Rara mengangguk. Hotel yang saat ini ia tempati jauh lebih besar dan mewah dibandingkan hotelnya.
Tangan Jin He menyentuh pipi Rara dengan lembut lalu beralih ke permukaan bibir perempuan itu. "Bolehkan ku cium?"
Kali ini giliran Jin He yang tersentak kaget saat bibir Rara lah yang memulai permainan. Bibir perempuan ini mengecup pelan bibir miliknya.
Namun, kegiatan mereka harus terusik ketika ponsel Rara berdering. Ingin mengabaikan tapi Rara teringat mungkin saja itu Gunawan. Ia lalu meraih teleponnya dan menjauh dari Jin He.
"Kapan kau pulang, Sayang?" Suara Gunawan terdengar manja di telinga Rara.
"Sepertinya aku tidak bisa pulang hari ini. Dokter memintaku untuk tinggal selama seminggu lagi. Ia harus memantau kondisi hidungku lebih lama."
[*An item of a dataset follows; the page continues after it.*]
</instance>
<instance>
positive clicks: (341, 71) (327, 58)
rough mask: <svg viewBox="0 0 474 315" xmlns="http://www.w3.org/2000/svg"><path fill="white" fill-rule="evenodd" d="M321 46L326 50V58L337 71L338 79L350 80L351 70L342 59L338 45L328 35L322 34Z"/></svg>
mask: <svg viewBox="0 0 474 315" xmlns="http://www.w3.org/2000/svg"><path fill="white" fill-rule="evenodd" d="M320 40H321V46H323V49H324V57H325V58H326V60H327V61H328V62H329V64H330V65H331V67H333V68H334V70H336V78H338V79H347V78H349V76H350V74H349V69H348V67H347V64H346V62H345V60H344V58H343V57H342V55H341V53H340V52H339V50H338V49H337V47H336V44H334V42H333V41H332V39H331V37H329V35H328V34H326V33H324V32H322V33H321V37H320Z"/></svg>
Dengan berat hati Gunawan mengiyakan permintaan orang yang dikasihinya itu.
"Apa katanya?" Tanya Jin He saat telepon Rara sudah dimatikan.
"Aku akan tinggal lebih lama lagi di sini."
Senyum di bibir Jin He melebar sempurna. "Good girl." Tangannya mendorong punggung Rara agar semakin dekat ke arahnya. Menarik dagu perempuan itu kemudian mencumbunya lagi.